An object is placed inside of a tile using the following approach

  • If the object can fit into one of the 4 top tiles it is placed in that tile

  • The 4 sub-tiles are then checked to see if the object will fit inside of any of the four tiles that are contained inside of the sub-tile. If so, it is moved down a tile. This step is repeated until the object spans 2 or more tiles (or the lowest tile level is reached)

  • If the object can’t fit inside of any of the 4 top sub-tiles it is placed inside of the top-most tile

An object ‘fits’ inside of a tile if the coordinates of the object (min lat, min lon, max lat, max lon) lie inside of the coordinates of the tile (tile_min_lat, tile_min_lon, tile_max_lat, tile_max_lon)

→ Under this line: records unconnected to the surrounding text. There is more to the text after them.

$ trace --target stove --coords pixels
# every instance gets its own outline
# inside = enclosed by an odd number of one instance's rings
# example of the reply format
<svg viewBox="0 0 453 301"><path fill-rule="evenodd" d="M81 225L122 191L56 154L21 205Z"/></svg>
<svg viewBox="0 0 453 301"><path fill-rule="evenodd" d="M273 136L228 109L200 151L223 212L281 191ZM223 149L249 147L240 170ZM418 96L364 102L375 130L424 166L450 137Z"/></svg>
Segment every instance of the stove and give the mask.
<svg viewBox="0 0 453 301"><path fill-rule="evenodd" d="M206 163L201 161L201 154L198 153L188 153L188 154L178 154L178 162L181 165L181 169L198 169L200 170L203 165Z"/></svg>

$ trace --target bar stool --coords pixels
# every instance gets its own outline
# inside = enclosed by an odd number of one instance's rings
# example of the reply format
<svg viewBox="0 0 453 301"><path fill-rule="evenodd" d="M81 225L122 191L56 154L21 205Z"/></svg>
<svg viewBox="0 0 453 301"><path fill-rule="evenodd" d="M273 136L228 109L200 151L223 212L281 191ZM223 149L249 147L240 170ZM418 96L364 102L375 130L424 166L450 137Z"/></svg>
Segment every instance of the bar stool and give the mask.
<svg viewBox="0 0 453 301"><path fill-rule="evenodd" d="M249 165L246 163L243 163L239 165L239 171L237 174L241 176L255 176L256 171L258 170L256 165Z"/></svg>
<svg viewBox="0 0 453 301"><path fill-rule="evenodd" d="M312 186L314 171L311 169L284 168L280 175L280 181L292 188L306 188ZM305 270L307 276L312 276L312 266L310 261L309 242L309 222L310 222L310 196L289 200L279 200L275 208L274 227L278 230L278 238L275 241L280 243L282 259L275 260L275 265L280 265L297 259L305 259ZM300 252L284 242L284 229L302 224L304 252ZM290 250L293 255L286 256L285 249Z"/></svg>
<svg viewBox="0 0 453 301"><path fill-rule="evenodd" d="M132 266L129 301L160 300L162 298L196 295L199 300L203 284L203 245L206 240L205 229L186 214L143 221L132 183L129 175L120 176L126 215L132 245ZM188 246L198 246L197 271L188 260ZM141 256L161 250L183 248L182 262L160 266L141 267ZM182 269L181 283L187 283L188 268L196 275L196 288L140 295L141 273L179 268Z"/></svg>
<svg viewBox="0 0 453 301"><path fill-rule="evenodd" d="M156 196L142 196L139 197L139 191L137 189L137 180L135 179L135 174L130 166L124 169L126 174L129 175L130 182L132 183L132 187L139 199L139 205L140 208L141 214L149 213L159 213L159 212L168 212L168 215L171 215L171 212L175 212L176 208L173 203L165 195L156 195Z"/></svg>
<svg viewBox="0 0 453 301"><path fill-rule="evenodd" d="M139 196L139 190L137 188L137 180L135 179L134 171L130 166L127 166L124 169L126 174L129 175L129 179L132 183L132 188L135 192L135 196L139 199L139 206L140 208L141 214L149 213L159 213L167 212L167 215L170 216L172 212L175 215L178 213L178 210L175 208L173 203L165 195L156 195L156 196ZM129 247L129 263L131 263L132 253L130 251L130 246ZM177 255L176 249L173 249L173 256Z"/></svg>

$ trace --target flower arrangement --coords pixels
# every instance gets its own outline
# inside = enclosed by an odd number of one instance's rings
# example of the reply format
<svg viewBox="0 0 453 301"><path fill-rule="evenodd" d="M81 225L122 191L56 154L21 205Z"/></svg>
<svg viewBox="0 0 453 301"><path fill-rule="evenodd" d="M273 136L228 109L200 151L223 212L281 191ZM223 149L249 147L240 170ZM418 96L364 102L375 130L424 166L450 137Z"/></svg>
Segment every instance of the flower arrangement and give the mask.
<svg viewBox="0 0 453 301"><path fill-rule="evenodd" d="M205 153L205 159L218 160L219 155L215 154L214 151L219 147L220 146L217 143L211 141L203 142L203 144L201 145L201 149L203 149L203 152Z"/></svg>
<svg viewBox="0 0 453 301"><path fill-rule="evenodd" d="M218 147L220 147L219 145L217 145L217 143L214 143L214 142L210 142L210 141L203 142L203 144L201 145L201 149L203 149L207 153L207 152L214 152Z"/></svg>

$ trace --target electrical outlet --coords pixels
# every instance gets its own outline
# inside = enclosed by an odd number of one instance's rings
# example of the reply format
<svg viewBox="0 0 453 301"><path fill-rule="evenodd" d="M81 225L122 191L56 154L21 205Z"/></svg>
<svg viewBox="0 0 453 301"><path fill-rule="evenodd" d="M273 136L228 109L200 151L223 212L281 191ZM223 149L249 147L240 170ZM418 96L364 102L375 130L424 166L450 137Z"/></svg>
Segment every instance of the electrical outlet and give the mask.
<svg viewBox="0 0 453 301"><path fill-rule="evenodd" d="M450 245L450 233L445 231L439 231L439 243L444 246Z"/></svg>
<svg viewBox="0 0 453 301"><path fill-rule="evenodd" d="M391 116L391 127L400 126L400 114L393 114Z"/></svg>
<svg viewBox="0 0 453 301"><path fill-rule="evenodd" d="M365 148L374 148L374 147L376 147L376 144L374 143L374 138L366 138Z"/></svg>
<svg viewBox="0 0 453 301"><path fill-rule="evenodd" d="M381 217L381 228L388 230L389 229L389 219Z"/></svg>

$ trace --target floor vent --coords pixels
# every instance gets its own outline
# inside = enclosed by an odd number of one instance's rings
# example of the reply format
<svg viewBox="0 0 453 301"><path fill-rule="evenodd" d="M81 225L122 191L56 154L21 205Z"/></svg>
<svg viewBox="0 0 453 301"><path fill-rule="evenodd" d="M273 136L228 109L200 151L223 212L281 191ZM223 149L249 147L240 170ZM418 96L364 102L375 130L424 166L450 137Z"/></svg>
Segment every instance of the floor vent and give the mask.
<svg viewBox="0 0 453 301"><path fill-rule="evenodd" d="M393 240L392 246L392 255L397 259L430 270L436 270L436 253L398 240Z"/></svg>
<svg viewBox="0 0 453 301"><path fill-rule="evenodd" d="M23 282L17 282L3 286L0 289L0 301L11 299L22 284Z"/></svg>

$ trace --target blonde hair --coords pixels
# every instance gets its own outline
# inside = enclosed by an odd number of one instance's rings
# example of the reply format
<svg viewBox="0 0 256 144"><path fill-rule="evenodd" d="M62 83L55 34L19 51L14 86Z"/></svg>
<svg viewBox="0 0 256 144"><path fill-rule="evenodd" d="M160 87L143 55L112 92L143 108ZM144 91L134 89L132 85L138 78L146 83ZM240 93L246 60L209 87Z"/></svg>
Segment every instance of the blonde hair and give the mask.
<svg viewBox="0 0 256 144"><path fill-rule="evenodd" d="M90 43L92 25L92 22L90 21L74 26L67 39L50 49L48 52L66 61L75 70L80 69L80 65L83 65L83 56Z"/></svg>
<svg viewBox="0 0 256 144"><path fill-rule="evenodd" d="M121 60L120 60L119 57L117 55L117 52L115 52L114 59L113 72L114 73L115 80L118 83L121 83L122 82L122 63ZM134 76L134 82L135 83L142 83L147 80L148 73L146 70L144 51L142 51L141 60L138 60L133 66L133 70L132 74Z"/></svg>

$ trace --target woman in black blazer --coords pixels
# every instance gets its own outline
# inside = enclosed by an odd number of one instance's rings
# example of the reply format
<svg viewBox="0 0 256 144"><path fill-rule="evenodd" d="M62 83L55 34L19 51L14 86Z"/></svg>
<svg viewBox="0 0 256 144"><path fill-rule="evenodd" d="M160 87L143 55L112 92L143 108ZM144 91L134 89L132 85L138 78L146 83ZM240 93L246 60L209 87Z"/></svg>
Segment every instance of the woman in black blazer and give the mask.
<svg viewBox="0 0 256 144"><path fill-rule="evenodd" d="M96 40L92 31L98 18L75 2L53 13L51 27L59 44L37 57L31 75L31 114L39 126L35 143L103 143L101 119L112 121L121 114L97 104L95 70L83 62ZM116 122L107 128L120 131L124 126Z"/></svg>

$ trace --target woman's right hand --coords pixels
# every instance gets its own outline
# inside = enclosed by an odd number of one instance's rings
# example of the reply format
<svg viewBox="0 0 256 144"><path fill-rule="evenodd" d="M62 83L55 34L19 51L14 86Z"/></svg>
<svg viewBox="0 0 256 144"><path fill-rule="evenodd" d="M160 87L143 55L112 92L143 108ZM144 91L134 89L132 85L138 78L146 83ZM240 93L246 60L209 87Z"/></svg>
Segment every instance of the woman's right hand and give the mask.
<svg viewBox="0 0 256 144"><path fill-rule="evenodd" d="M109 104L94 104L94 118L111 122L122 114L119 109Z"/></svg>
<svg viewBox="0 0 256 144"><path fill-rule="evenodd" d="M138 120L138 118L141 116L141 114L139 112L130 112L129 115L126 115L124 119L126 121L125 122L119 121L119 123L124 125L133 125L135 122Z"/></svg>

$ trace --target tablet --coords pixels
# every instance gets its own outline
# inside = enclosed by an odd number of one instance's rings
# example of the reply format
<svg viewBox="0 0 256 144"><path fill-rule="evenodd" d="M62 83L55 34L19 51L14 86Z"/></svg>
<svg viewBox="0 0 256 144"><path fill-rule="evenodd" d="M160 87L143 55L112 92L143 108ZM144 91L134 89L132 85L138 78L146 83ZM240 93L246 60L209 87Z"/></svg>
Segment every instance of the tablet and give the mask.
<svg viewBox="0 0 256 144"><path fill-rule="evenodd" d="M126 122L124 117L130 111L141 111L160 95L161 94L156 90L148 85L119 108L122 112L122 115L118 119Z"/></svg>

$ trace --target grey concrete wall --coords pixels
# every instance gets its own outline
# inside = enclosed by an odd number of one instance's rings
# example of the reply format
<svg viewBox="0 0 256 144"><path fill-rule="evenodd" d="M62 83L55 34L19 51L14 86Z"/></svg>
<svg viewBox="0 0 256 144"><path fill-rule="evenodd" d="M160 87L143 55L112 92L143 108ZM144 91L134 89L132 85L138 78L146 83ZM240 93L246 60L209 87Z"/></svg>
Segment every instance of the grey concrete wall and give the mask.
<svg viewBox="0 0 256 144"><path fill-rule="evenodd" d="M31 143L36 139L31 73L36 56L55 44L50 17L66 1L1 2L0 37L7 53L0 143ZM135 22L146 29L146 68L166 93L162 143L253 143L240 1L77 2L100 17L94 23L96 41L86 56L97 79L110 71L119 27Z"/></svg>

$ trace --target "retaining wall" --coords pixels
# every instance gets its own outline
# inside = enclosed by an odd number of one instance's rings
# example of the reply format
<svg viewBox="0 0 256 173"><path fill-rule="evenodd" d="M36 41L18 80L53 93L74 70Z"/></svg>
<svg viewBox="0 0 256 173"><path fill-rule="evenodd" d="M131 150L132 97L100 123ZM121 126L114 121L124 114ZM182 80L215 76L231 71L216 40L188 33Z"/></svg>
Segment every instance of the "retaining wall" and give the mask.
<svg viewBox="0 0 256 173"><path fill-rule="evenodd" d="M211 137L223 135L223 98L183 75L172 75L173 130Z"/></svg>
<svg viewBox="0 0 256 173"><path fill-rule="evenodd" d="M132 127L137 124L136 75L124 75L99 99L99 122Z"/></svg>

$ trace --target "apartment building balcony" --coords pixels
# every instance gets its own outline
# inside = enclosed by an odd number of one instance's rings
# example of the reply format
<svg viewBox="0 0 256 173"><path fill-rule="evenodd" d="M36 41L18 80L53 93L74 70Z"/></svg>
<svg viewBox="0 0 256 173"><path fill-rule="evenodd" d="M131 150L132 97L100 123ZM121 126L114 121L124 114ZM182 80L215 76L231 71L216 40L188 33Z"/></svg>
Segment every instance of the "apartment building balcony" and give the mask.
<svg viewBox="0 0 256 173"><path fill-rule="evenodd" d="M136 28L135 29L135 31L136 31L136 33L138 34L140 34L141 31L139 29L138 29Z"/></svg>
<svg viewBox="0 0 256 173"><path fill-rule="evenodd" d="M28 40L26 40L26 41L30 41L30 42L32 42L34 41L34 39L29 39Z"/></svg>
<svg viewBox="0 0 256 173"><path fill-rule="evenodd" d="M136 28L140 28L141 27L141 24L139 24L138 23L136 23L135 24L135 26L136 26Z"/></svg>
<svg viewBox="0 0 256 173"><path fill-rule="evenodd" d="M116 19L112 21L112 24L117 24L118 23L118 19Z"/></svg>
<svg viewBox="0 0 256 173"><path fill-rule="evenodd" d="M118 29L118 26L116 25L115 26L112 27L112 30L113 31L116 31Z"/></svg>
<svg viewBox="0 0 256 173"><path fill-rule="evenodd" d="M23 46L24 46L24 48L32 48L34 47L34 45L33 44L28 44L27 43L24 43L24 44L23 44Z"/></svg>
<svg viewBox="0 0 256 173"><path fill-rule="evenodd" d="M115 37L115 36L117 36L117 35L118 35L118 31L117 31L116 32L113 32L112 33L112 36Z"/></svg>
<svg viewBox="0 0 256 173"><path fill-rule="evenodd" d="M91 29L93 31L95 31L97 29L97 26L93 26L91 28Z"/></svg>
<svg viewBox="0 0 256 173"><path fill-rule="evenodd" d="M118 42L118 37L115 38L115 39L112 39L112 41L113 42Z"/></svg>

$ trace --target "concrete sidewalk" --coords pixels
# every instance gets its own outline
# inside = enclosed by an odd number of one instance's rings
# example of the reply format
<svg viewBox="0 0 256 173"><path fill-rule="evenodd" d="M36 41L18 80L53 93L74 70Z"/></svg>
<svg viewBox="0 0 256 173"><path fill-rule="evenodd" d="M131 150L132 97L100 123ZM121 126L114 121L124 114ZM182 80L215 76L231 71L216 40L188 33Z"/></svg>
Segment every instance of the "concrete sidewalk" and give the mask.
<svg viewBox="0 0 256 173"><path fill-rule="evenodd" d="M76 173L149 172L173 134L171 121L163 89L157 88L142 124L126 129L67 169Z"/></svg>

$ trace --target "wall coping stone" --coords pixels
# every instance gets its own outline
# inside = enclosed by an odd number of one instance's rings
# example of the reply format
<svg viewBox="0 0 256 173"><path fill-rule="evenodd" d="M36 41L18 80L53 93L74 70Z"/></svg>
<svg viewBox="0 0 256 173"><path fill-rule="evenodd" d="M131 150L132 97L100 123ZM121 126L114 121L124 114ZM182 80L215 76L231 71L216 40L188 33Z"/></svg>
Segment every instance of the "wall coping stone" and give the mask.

Any object that cross the equator or the poles is placed in the top-most tile because it can not fit inside of any sub-tile.

Some important objects are placed into upper level tiles despite of their length to be easier reachable for routing or display purposes. This is done by specifying maximum tile name length for them in item_order_by_type() function in navit/maptool/misc.c.

BTW, “order” (zoom level) values used to query map and referred in <itemgra> and route_depth are equal to (tile_name_length-4).